Un estremecedor capítulo del dolor argentino
Mientras el inmenso abismo de agua se agitaba tempestuoso en estos días, el aire de la espera se iba acabando. Agonizaba, como se suponía que agonizaba la respiración en el submarino perdido en la inmensidad invisible.
Hasta que la infausta noticia de que hay registros de una explosión ocurrida el 15 de noviembre –día en que se perdió contacto con la nave– y en el sitio donde se supone podía ser su ubicación, comenzó a desencadenar toda la angustia contenida.
Aún falta la confirmación; la búsqueda seguirá hasta dar con el submarino o sus restos. Pero la tragedia ya campea en los ánimos.
Crece la hipótesis de que 44 compatriotas pueden haber perdido la vida de un modo escalofriante, allí en la profunda soledad del más solo y frío de los océanos. Cualquiera fuese la verdad entre las hipótesis y los rumores con los que se especula sobre la naturaleza de la misión y la responsabilidad de lo que ahora asoma como un desastre, no se modifica el sentido de la tarea de los 43 hombres y una mujer tripulantes. Si murieron, lo hicieron en pleno cumplimiento de una tarea militar en representación de los intereses de la sociedad, en la extensión argentina sobre el mar austral.
La magnitud de este doloroso episodio no puede ser sólo una gota grande de infortunio en la vastedad de otras desventuras, sino que debe tener la capacidad de advertirnos sobre la manera en la que hemos atravesado estos días como comunidad nacional frente a la zozobra de un grupo de casi medio centenar de compatriotas y sus familiares.

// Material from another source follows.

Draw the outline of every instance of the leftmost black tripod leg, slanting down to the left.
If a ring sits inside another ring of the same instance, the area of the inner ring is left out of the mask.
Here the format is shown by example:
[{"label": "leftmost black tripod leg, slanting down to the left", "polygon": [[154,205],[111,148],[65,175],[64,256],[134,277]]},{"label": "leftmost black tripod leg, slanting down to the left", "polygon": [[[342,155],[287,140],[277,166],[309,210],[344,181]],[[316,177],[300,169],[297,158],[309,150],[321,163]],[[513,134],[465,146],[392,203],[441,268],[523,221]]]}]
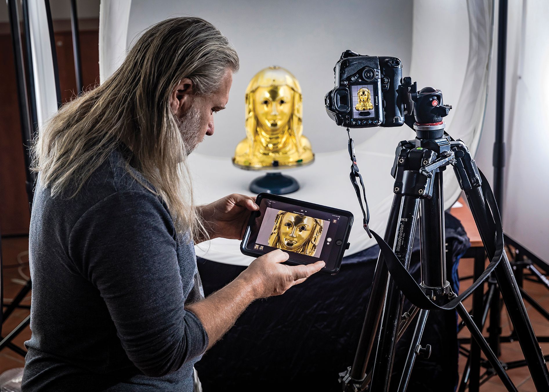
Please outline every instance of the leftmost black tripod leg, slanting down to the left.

Parece que ya nos cuesta hacer foco hasta en los sentimientos esenciales, tan concentrados que estamos en hacer pie en algunas de las orillas de la grieta y sopesando el valor de los hechos antes que nada sobre cómo puede afectar o dejar de afectar al Gobierno nacional o a sus oponentes.
También debemos renovar la exigencia a las autoridades para que procedan con compromiso y transparencia cuando está en juego la vida y el dolor de argentinos como nosotros.
Pero, además, el infausto suceso tiene que servirnos para alguna vez intentar una mirada completa sobre nuestra integridad colectiva y sobre algunos aspectos de lo que se supone forma parte de nuestro proyecto común, más allá de las abismales diferencias entre las direcciones políticas que queremos darle.
Las Fuerzas Armadas emergieron de la dictadura con dos estigmas marcados a fuego: el terrorismo de Estado y la Guerra de Malvinas. Es decir, la confianza en ellas quedó quebrada hacia adentro, en gran parte del propio pueblo, pero también hacia afuera, esto es en quienes fueron sus “amigos” políticos.
Los asuntos conflictivos del mundo siguen resolviéndose, en infinidad de casos, por la fuerza. Aun cuando la actitud argentina sea plenamente pacífica y defensiva, no se puede negar el hecho de que hay una potencia extranjera armada que usurpa una parte de nuestro territorio y que, además, contamos con recursos apetecibles. O sea, es inevitable asumir una política militar necesaria y responsable, acaso como no lo hemos hecho desde 1983.
La tragedia del submarino ARA San Juan y el conmocionante destino de sus tripulantes ya es, según se concluye de lo informado, una nueva y estremecedora página escrita en la memoria del dolor argentino.